2019 historical crime novel by Lindsey Davis

A Capitol Death is a historical crime novel by British writer Lindsey Davis, the seventh in her Flavia Albia series. It was published in the UK by Hodder & Stoughton on 4 April 2019 (ISBN 9781473658745) .

The tale is set in November AD 89 on the Capitoline Hill, and includes a death by falling from the Tarpeian Rock, a stinking family of shell-fish boilers who produce the imperial purple dye, the preparations for Domitian's double triumph, family relationships, and augury, while Flavia and her husband are setting up their new household.

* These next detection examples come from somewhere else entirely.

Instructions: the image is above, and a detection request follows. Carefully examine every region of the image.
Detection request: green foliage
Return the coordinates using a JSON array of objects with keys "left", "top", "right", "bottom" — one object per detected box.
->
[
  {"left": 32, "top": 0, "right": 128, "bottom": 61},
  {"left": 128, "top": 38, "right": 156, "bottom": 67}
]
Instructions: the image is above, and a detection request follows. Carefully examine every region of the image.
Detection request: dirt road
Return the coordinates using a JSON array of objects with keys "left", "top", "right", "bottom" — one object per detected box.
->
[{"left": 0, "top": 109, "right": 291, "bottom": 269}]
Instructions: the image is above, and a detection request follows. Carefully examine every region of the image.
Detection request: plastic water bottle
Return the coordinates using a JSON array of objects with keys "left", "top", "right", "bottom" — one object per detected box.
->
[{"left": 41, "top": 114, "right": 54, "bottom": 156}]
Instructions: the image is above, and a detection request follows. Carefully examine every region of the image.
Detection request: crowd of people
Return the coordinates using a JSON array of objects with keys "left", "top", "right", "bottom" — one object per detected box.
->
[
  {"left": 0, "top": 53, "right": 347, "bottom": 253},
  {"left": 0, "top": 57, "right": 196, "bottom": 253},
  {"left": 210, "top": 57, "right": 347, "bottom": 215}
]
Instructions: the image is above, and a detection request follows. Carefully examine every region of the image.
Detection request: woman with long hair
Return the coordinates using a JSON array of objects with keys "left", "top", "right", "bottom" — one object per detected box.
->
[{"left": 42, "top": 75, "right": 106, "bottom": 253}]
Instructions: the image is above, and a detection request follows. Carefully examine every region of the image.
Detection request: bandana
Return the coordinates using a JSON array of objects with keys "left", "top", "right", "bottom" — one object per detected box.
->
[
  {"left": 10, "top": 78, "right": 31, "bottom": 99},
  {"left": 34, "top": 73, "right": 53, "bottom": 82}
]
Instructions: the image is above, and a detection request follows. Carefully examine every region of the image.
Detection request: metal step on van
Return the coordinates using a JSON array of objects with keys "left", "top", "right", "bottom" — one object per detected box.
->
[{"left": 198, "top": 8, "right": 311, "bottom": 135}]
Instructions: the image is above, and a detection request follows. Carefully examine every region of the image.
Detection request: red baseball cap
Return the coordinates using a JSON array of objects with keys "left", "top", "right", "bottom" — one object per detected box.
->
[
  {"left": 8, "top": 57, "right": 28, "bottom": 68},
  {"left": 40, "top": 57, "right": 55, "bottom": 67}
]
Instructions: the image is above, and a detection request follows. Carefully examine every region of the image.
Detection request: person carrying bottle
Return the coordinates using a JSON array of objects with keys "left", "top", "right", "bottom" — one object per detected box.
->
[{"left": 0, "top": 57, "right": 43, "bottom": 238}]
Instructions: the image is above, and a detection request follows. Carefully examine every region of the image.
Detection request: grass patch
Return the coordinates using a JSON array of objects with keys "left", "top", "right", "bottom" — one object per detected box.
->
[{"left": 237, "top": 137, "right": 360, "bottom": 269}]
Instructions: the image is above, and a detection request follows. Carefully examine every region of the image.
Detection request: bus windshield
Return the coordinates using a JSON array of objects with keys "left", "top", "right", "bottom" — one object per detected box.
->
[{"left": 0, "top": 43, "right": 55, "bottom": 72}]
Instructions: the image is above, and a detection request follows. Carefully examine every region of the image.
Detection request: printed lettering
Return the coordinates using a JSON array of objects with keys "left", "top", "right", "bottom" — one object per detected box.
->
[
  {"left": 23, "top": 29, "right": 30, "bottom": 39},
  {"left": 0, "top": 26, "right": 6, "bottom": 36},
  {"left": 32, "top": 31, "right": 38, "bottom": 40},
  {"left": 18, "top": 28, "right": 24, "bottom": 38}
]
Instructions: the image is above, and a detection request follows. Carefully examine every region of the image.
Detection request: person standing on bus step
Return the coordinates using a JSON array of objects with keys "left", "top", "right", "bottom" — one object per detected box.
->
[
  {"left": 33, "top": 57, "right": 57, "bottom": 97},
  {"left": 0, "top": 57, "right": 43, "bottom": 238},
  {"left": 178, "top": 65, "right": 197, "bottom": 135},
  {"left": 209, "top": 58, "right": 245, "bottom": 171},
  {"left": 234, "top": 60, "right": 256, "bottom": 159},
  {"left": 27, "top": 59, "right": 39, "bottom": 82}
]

The cover of the UK hardback 1st edition shows a sea shell, likely to be the dye-producing bolinus brandaris, on a purple, perhaps bloodstained, background.

In an interview with her editor Oliver Johnson, Davis discussed her successful plan to base a series of books on the seven hills of Rome, starting with the Aventine Hill and reaching the Capitoline Hill with this latest book.